Ardy menyebutkan, sebaiknya para pelaku industri kreatif itu harus bisa membuktikan kepada pemerintah. Dia mendorong para pelaku industri ini untuk bisa membuktikan kepada pemegang kekuasaan terkait kontribusi yang diberikan kepada penerimaan negara.

"Contohnya saya. Setiap akan mengadakan even saya selalu datang kepada pemerintahan setempat. Selain mempresentasikan even, saya selalu membuktikan berapa pajak mulai dari tiket, spanduk/baliho, reklame, dan kontribusi lainnya terhadap negara. Saya selalu perlihatkan," ucapnya.

Ardy tak memungkiri, selama ini para pelaku industri kreatif lainnya tidak selalu bisa melakukan hal tersebut. Padahal, jika mereka bisa membuktikan kontribusinya relatif signifikan terhadap pendapatan negara bukan mustahil pemerintah bisa memprioritaskan kebutuhan industri kreatif.

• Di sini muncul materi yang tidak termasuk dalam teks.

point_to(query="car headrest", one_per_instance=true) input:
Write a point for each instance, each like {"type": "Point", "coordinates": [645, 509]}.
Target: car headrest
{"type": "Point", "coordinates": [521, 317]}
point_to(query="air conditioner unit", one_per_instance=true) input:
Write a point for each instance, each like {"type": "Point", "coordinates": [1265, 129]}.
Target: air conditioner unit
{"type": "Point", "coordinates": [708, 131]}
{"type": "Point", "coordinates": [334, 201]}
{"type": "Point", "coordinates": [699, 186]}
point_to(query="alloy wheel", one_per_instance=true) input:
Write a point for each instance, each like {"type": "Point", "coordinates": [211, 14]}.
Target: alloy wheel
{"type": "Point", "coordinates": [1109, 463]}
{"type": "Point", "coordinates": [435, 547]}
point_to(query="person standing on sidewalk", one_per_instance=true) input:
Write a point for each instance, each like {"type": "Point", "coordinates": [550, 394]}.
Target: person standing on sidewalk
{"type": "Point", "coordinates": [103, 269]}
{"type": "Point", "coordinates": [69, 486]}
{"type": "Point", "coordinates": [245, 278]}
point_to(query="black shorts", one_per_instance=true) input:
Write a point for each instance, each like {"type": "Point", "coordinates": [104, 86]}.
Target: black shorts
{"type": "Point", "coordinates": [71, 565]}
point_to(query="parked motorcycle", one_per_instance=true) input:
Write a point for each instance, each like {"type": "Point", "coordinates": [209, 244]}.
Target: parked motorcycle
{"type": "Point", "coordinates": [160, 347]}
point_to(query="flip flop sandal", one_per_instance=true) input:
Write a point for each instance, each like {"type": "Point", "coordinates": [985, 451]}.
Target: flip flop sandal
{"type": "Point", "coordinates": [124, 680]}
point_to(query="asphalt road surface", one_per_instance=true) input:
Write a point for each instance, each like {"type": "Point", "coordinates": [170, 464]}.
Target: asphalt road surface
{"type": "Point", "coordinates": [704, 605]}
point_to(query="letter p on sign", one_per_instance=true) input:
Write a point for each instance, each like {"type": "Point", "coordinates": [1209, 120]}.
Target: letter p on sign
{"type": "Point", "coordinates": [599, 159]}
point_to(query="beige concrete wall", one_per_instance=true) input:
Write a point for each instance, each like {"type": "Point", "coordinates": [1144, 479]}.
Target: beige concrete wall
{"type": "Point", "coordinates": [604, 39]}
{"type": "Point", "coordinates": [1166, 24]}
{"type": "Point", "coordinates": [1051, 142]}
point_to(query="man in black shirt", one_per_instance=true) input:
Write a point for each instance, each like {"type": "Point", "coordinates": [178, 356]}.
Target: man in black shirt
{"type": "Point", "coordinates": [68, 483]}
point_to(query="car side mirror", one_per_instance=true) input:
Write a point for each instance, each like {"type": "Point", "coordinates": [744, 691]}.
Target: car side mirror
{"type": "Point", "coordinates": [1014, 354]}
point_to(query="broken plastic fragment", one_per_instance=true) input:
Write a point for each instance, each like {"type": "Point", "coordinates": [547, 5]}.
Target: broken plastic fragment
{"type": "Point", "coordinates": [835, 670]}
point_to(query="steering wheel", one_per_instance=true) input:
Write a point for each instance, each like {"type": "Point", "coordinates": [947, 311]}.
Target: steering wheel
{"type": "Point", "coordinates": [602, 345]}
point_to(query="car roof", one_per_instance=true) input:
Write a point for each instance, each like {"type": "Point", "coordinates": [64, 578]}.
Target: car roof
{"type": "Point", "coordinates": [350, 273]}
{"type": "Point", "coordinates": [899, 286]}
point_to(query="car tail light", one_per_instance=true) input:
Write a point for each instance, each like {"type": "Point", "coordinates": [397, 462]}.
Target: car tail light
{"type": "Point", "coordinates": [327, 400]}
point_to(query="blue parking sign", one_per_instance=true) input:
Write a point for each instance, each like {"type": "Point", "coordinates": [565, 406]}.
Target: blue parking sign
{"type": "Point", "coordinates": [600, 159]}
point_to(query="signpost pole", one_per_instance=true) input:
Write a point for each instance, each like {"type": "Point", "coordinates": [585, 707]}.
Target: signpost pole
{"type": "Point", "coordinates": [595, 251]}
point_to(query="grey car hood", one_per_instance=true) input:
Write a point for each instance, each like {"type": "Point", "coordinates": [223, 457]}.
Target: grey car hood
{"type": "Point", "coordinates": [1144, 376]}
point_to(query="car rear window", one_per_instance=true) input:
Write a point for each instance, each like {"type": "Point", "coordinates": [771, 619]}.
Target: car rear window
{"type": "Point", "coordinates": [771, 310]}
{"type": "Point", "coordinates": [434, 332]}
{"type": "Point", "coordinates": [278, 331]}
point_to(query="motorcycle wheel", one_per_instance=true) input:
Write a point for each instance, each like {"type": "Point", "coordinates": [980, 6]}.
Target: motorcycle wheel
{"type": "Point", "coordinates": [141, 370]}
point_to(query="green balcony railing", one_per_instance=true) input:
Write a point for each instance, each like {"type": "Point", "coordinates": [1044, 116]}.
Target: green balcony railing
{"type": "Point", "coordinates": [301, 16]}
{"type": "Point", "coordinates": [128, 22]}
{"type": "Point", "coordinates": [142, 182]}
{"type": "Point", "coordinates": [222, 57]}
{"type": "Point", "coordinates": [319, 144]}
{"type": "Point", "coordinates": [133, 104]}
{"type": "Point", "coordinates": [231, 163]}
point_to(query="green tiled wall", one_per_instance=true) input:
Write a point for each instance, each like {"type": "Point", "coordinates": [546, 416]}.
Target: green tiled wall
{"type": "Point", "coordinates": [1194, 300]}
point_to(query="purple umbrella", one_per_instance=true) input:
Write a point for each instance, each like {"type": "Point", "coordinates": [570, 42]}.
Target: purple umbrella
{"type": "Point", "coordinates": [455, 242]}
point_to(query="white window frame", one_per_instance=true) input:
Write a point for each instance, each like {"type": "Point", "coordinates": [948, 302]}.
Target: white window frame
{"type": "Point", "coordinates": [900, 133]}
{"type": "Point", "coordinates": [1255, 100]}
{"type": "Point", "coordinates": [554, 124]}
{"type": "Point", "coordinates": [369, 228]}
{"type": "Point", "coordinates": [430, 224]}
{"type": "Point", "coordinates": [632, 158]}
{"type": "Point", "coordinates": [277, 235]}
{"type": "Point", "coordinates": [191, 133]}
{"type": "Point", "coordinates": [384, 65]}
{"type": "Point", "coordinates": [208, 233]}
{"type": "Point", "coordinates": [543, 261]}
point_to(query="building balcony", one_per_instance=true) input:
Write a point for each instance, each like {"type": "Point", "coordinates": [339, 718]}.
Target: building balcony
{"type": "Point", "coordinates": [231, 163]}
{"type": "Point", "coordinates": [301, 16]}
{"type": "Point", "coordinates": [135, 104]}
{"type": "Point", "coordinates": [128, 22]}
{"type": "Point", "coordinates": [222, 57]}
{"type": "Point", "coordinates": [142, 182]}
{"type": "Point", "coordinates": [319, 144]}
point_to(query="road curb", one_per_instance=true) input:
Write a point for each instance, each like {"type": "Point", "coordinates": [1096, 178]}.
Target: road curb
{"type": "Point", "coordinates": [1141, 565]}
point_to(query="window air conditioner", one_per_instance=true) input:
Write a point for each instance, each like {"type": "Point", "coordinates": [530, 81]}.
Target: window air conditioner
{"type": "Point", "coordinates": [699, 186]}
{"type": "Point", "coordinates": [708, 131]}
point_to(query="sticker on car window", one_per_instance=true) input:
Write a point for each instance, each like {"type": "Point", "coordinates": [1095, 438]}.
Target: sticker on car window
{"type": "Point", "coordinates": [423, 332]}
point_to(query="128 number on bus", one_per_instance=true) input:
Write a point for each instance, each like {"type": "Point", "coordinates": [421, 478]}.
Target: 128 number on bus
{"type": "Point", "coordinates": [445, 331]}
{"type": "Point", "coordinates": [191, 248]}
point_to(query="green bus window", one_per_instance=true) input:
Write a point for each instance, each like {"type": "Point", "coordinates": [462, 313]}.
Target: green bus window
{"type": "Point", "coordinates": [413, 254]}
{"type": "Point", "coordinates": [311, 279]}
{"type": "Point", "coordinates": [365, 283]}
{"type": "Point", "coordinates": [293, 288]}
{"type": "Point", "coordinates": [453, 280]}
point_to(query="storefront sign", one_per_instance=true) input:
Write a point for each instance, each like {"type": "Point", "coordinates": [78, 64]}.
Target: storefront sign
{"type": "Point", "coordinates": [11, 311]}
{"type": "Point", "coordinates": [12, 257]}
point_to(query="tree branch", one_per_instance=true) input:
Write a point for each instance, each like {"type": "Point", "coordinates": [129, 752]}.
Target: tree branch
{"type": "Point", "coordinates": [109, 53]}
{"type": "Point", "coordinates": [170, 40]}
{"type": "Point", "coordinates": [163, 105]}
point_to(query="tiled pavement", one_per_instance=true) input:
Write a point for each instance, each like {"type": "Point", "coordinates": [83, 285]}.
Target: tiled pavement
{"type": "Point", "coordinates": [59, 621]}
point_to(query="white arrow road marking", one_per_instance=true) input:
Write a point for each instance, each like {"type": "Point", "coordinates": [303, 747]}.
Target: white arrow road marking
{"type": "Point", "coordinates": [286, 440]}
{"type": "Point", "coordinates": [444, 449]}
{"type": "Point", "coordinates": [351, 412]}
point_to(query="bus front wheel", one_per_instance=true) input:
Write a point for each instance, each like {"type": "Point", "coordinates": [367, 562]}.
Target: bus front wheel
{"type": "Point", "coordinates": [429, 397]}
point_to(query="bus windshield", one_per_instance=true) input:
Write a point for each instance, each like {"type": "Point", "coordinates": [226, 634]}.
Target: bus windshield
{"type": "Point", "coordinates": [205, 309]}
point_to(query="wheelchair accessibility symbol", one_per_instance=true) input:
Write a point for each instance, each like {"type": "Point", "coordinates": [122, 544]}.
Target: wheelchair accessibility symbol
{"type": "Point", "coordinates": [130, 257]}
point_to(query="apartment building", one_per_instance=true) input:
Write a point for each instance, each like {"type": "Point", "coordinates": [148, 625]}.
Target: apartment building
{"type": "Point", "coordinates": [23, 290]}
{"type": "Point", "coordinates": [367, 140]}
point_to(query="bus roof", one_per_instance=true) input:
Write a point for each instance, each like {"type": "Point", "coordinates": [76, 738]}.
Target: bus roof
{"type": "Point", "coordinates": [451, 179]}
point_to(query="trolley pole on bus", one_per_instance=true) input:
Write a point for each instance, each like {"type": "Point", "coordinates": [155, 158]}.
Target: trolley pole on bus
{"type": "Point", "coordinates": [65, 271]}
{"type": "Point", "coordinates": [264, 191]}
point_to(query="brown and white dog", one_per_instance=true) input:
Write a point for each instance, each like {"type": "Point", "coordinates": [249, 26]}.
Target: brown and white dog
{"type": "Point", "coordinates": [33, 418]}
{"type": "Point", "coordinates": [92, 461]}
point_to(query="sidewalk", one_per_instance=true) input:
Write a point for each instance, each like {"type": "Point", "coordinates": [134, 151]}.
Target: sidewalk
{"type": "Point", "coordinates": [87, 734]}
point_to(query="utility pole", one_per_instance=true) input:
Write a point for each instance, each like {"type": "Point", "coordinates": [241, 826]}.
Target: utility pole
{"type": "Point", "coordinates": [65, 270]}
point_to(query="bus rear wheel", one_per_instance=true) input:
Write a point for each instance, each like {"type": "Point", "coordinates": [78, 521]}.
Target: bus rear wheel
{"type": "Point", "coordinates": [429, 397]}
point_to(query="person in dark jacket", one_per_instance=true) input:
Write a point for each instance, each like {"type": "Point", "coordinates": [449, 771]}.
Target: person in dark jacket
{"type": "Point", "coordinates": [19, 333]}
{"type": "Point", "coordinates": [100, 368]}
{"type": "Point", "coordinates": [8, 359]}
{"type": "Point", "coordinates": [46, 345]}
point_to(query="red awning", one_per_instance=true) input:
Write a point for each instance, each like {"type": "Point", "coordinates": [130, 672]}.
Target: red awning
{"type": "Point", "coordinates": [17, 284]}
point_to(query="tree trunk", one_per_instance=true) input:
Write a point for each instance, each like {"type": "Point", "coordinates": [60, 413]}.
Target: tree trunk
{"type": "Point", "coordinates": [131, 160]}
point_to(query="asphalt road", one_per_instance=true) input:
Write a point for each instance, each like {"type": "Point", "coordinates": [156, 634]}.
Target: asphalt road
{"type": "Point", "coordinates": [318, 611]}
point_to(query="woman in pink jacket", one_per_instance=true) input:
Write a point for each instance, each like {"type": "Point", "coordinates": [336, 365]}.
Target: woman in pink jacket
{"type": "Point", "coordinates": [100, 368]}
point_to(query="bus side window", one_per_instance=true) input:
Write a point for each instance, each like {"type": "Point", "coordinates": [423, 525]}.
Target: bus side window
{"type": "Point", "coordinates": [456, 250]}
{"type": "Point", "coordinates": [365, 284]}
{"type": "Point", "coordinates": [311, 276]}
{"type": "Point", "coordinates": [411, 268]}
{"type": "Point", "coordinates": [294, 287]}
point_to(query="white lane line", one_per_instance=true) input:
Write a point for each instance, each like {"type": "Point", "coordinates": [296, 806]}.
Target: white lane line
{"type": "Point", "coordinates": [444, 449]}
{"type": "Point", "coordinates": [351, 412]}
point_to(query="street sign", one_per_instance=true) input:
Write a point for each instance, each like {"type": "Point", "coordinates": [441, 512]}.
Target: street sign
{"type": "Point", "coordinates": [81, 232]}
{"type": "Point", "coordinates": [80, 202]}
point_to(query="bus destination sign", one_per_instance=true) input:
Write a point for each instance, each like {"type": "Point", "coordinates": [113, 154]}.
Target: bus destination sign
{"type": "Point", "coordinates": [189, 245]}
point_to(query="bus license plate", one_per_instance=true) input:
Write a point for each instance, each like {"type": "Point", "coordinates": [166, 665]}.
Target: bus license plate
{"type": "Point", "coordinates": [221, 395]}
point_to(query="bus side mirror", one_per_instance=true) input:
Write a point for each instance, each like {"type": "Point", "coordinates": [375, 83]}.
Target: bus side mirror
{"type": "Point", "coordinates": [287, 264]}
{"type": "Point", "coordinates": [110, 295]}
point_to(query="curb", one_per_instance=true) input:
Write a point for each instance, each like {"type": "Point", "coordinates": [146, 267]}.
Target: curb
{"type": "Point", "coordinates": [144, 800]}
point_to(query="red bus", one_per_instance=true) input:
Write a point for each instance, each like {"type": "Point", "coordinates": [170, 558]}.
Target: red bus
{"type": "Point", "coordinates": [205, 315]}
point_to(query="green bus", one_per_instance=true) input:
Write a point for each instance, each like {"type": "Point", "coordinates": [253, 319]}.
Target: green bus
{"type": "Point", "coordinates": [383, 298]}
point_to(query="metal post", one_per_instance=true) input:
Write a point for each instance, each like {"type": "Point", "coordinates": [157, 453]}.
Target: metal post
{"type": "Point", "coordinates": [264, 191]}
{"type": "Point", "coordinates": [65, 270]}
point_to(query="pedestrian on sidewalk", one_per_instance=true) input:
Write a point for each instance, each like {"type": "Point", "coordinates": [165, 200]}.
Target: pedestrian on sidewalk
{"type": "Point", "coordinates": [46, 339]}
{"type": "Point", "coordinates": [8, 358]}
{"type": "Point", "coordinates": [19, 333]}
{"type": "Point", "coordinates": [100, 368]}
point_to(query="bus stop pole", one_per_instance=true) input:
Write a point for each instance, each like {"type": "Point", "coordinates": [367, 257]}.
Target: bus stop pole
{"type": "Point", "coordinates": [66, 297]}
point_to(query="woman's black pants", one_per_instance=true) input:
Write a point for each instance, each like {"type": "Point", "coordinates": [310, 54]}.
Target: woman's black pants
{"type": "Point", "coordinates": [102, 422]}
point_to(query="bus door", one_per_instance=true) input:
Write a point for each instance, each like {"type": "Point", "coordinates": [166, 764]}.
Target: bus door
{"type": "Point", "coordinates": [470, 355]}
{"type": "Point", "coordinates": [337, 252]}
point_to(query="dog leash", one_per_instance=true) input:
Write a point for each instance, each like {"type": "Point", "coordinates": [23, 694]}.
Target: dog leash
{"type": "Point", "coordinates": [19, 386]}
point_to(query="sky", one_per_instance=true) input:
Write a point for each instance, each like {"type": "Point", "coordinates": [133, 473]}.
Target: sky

Hal yang sama relatif dibutuhkan para pebisnis yang akan berinvestasi di industri kreatif. Sebab, para pebisnis akan menanamkan modalnya jika ada kepastian laba yang menjanjikan. Ekosistem ini pun diakuinya tak hanya membutuhkan profesi event organizer (EO) yang saat ini marak.

"Yang kurang di industri kreatif kita itu masih minimnya promotor. Nggak seperti EO, promotor itu harus bisa create even yang terstruktur selama satu tahun ke depan. Selain itu, pemilik venue pun sebenarnya membutuhkan konten yang menarik animo masyarakat," jelasnya.

Khusus mengenai konser Magnumotion Slank-Mantap Melangkah Tour 2019, Ardy mengaku gelaran di Bandung ini merupakan kota kedua setelah Garut. Nantinya, konser ini akan dihelat di delapan kotan lainnya. Yakni, Sukabumi, Medan, Panyabungan, Aek Kanopan, Lampung, Pekanbaru, Lubuk Linggau, dan Lahat.

Tak hanya sekadar menghadirkan pertunjukan musik, pihak promotor pun menggandeng para desainer lokal. Usai proses kurasi, hasil karya desain mereka dijadikan official merchandise. Di setiap kota gelaran pun promotor mengundang para talenta musik lokal berbakat untuk bisa tampil di panggung yang sama dengan Slank.